それでも、だれかに「認めてほしかった」「頑張った」と言ってほしかった。まだ高校生だったわたしたちは自分で自分を認められるほど強くもなかったし、昇華もできなかった。もしあの頃に、自分の心を救ってあげることができたなら、音楽を辞めずに済んだのかもしれない。
誰もが抱えていたはずの「認めてほしかった」という思い。昼夜を問わず楽器を吹いて、悩んでは涙していた双目さんの思いが伝わってきて、胸の奥がひりひりと痛みます。けれどそこにきらりと差し込む光。「いま」吹奏楽に関わっている現役生と過去の双目さんへの言葉に、熱いものがこみ上げます。
「努力は報われる」は嘘だった。でも「努力は無駄じゃない」あなたが今日も勉強や趣味や遊びや暇を犠牲にして、努力したことは絶対に無駄じゃない。だから、今日もあなたを褒めてあげてほしい。
顧問も、先輩も、同期も、あなた自身でさえ、あなたを認められないなら、わたしが代わりに言ってやる。あなたは素晴らしい。だれにも否定させやしない。だれがなんて言おうと、あなたは今日も素晴らしい。
部活動に打ち込んでいたひとにも、いまこの瞬間、誰かと何かを比べてしまっているひとにも、きっとこの言葉は響くはず。自信をなくしてしまったとき、私もそっとこの言葉を思い出してみたいと思います。
■一万円を捨てる
お母さまから送られてきた「ねえ、諭吉捨てた?」というLINE。捨てるはずなんてないけれど、送られてきた写真には、確かにごみ箱の中でレシートに埋もれる一万円札の姿がありました。あれ、そういえばあのとき……?
お母さまとのやり取りが微笑ましい、コミカルなお話です。
お母さまからの写真を見た双目さんは、ごみ箱の中で一万円札のそばにあった洋麺屋五右衛門のレシートを頼りに記憶をたどります。そういえば今朝、レシートを整理した。財布の中を見ると……一万円札がない!
けれどもう、お母さまへは「捨てるわけがない」と返信をしてしまったあと。
しばらくして送られてきた母のLINEはあまりにも無慈悲であった。
「諭吉に聞いたところ、もう私の仲間だそうです」南無三!この世に神はいないのか!
お願い!行かないで、諭吉!私たちまだやり直せるよ!
LINEでの会話でありながら、リズミカルで可愛らしいやりとりに頬が緩みます。お母さまと双目さんの間で両手を引かれる「諭吉」の姿を想像して、くすくすと笑いながら拝読しました。
■サボテンと猫、育む
"わたし"こと"小春"は、「重い」という理由で最近彼氏に振られたばかり。プロポーズされたばかりの友人"麻美子"は、彼女にグリーンカフェで見かけたサボテンを育てるよう勧めます。「小春はサボテンを育てて、愛の育み方を学んだ方がいいのよ」。サボテンを育てる中で気づいたこと、変わったこと、変わらなかったこと。そして小春に訪れた、新たな出会いとは……。

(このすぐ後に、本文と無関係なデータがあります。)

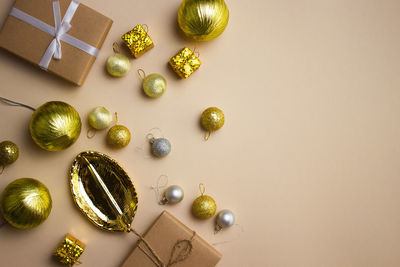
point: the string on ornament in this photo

「尽くしすぎて振られる女なんて、現代にはもういないと思ってた」
麻美子のこの言葉のとおり「何もしない」ことが苦手な小春。ほとんど手のかからないサボテンを「育てがいがない」といい、週に一度でよい水やりを、毎日行っていました。するとサボテンは徐々に元気をなくしていき、居てもたってもいられなくなった小春はホームセンターへ駆け込むことに。その帰り道に立ち寄った猫カフェで、心を満たすものに出会います。
わたしは一番安いドライのキャットフードとアイスコーヒーを注文した。運ばれてきたキャットフードを与えると、お腹がすいていたのか、猫たちは勢いよく食べはじめた。その姿は生き生きとしていて、与えていることがきちんと昇華されていくのを感じた。これだよ、これ。これこそが正しい愛だよ。
与えてもそれが裏目に出るサボテンと、与えたものをきちんと消化してくれる猫。「これだよ、これ。これこそが正しい愛だよ。」というカジュアルな小春のモノローグからも、滲み出るような満足感がひしひしと伝わってきます。
「とどまっていた愛が流れるとこ」を見つけた小春は、猫カフェに通うようになり、そのうちに店長の"小池さん"とも親しくなってゆきます。そして一緒に出かけた動物園で、小池さんがぽろりと本音を零しました。
保護された猫たちが羨ましいんですよ。小春さん、いつもごはんあげにきてくれるじゃないですか。いっぱい食べてる姿見て、ぼくもあんな風に受け取れたらなあって思ったんです。
それでもどうしてだか受け取ることが苦手で、人づきあいが向いていない、と重ねる彼。それならば、少しずつ。
小池さんの無防備な手が歩幅に合わせて揺れている。手には触れなかった。小池さんが、溢れてしまわないように。
最後の最後まで「サボテン」と「猫」、「小池さん」と「小春」の対比が本当に見事で息をのみました。複雑な心の内を描きながら、前向きに抜けるラストも素敵で、爽やかな読後感に包まれました。